I would loooove to go foraging, but first I need to find a knowledgeable and well-seasoned forager to accompany me as my guide (Port and Fin field trip!). Foraging can be a very rewarding experience but it’s important to go with someone experienced since a lot of delicious plants looks very, very (very) similar to some rather dangerous ones.
But back to the fiddleheads… aren’t they beautiful?!
Usually fiddleheads are only available in springtime; by summer the fern fronds have typically completely unfurled. I suppose summer has come a little late for us this year because I found a basket of these fresh at my local farm market… so I guess there’s a silver lining to this mediocre weather?
Fiddleheads taste… green. Wonderfully green.
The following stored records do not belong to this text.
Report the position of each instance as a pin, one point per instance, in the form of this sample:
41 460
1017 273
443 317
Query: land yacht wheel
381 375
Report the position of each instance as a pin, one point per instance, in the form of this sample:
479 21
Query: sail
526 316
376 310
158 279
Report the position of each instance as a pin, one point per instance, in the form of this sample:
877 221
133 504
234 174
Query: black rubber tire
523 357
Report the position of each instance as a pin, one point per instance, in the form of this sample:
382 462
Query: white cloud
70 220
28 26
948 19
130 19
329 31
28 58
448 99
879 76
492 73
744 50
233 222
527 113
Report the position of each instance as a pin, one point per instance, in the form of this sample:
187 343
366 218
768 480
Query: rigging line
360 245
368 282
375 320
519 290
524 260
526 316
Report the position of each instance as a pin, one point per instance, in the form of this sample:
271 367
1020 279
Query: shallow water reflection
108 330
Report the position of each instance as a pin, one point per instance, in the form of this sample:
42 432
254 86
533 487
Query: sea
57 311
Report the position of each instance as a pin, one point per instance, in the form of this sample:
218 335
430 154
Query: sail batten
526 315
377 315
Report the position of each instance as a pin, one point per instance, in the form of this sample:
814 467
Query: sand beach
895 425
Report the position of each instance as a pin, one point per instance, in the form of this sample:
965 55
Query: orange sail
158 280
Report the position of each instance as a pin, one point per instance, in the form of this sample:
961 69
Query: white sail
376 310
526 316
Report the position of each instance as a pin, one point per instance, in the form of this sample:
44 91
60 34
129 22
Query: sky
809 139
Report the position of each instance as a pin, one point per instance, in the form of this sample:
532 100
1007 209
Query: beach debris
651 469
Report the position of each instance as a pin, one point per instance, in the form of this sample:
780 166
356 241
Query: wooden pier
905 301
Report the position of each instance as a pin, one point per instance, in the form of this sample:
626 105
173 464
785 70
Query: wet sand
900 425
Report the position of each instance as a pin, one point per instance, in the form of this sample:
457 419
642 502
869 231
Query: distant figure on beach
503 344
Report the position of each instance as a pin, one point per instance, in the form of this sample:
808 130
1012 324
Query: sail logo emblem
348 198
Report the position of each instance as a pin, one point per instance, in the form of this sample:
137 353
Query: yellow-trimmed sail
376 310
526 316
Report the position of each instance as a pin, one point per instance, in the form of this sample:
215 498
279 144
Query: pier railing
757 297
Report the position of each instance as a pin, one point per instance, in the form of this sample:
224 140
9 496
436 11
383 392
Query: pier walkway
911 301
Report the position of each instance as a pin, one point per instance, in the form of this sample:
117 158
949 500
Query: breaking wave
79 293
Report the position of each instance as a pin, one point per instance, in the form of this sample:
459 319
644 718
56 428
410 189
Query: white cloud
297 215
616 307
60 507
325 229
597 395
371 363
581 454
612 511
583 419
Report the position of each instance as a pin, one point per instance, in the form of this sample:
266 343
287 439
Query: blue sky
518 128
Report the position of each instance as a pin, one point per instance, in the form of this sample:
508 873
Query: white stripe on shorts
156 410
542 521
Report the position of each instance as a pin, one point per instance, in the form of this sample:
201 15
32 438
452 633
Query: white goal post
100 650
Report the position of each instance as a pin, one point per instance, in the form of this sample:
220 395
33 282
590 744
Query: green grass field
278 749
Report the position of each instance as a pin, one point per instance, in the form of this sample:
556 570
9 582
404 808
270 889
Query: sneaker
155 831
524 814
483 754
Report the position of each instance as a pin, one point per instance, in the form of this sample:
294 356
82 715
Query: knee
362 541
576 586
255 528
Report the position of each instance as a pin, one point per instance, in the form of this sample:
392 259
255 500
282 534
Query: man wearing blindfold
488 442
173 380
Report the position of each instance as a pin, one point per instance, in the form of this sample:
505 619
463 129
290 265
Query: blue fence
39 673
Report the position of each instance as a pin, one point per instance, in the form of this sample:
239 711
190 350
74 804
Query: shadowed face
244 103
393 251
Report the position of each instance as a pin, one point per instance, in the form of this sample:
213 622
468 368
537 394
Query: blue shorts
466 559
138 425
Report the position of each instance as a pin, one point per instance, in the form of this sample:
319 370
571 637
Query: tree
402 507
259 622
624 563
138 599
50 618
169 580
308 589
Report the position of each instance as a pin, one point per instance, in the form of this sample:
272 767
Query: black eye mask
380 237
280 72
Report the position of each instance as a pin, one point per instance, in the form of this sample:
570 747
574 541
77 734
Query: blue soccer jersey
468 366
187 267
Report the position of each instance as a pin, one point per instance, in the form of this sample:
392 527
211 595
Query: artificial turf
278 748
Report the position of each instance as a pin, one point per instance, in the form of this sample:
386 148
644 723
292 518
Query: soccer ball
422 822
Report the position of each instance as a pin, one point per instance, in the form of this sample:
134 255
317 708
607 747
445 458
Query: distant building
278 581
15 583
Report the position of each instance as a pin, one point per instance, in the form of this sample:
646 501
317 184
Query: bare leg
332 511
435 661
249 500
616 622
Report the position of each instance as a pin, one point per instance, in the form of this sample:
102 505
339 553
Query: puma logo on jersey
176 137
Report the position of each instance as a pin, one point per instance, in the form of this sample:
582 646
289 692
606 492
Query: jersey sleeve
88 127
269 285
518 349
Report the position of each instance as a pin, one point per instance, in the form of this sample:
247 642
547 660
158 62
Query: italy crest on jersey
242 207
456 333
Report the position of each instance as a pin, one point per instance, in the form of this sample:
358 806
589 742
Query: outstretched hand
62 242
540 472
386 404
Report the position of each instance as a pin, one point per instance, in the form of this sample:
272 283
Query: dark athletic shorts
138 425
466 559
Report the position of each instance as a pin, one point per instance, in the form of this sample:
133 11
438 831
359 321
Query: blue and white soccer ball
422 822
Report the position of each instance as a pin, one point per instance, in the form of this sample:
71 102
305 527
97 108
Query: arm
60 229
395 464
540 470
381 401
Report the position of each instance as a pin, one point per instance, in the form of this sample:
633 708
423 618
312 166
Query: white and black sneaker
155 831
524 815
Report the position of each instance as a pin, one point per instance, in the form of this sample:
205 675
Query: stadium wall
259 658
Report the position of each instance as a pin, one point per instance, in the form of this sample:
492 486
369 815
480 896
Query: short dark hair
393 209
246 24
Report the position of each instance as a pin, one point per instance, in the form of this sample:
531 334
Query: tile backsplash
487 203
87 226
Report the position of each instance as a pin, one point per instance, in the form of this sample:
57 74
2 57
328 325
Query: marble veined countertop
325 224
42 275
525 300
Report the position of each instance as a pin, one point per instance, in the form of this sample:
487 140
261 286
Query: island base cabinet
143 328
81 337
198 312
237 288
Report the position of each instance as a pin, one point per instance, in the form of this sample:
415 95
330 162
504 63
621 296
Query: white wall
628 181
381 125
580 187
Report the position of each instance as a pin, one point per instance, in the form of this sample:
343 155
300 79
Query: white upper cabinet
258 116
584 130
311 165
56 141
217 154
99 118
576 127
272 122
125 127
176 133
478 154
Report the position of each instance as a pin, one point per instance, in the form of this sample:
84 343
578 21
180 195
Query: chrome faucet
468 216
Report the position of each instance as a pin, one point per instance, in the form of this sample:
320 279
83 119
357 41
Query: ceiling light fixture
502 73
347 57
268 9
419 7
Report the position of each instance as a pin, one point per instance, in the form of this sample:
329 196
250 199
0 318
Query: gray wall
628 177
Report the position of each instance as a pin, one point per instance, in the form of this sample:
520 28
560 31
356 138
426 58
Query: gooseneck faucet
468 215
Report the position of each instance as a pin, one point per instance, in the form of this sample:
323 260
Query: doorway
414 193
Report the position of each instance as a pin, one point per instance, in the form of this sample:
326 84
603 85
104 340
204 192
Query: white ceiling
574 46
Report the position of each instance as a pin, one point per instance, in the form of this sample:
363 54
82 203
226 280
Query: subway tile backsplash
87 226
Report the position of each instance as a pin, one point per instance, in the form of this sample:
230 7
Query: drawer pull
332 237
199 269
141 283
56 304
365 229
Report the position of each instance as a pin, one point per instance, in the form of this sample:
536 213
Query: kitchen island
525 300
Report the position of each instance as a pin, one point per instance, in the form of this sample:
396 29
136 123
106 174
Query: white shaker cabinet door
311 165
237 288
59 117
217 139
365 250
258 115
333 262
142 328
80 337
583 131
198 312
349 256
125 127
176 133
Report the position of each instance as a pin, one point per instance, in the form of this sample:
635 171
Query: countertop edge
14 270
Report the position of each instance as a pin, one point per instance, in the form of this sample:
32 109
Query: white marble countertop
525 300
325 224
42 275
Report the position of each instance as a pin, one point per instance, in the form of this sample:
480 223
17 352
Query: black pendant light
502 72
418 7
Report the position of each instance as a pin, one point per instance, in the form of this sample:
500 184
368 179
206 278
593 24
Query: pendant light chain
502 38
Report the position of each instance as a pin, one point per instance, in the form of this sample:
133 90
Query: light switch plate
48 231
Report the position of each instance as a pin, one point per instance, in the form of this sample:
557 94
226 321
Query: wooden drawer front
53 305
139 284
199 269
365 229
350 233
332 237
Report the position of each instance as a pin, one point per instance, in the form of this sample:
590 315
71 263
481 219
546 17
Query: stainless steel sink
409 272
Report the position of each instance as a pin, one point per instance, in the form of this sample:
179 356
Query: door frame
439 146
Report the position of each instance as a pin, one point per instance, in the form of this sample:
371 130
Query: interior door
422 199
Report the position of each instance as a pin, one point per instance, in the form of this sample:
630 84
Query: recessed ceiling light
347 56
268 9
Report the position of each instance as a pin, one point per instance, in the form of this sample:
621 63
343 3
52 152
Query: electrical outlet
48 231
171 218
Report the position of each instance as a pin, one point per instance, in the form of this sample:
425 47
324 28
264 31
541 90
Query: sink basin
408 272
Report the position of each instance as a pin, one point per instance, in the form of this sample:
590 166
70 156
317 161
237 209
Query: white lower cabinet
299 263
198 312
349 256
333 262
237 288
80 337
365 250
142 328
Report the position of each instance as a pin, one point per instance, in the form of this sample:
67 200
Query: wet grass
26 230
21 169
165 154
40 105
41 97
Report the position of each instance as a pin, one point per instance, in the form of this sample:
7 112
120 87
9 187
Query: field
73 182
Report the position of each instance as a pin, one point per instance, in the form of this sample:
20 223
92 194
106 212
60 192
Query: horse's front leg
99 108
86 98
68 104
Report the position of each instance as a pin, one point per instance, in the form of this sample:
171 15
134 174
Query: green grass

For those unable to track down fiddleheads, their flavour is very similar to asparagus, so I would substitute some young stalks for this recipe.
Preparation of fiddleheads is pretty simple- trim the brown edges, boil for 10 minutes, rinse with cold water then go wild! Since they taste similar to asparagus, a popular preparation is to serve them hot, drizzled with hollandaise (hey, a second bonus recipe!).
Since these are late-season fiddleheads, I wanted to do something a little lighter and fresher, something that would make these unusual beauties really sing.
Garlic, lemon, a swipe of creamy cheese. Perfect.
|Lemon Fiddlehead Crostinis|| |
- 1 baguette
- 500 g fresh fiddleheads (or asparagus)
- 1 lemon, zest
- 1 clove garlic, minced
- olive oil
- Cream cheese
- Good quality salt*
- Trim the brown tips off your fiddleheads. (If using asparagus, trim the ends)
- Boil some well-salted water. Add fiddleheads and cook for 10 minutes (if using asparagus, boil until they turn very bright green). Drain and rinse well with very cold water to stop them from over-cooking.
- Heat olive oil in a medium frying pan then add garlic. Sauté fiddleheads for 2 minutes over medium-high heat then set aside.
- Slice your baguette into small rounds and lightly toast using a toaster oven or on a baking sheet in your full-sized oven.
- Spread a bit of cream cheese on each piece of toasted baguette then top with fiddleheads. Zest lemon over top the assembled crostinis and sprinkle with good quality salt. Serve immediately.